Je l'avais presque trouvée sympa lors du vote sur le Pacs où, à contre-courant de la mère Boutin (qu'elle brûle en enfer puisqu'elle y croit !), Roselyne défendit la loi scélérate des rouges au parlement.
Hier soir, dans le pas mauvais document de Serge Moatti diffusé sur France 3, on pouvait la suivre, dimanche dernier, se rendant en voiture sur les lieux où se célèbrait la victoire de son Nicolas à elle qu'elle aime tant.

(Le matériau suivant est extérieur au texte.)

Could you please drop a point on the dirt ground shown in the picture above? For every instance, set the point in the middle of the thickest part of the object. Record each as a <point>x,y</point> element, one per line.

On la sentait émue, bord larmes, s'épanchant en "il est pré-si-dent de la Ré-pu-blique, mon Nicolas" incrédules auto-répétés à satiété.
Auparavant, elle croisait des militants socialistes qui la conspuèrent.
Dans un geste d'une rare élégance qui en dit long sur sa personnalité, elle leur adressa un magnifique ... bras d'honneur.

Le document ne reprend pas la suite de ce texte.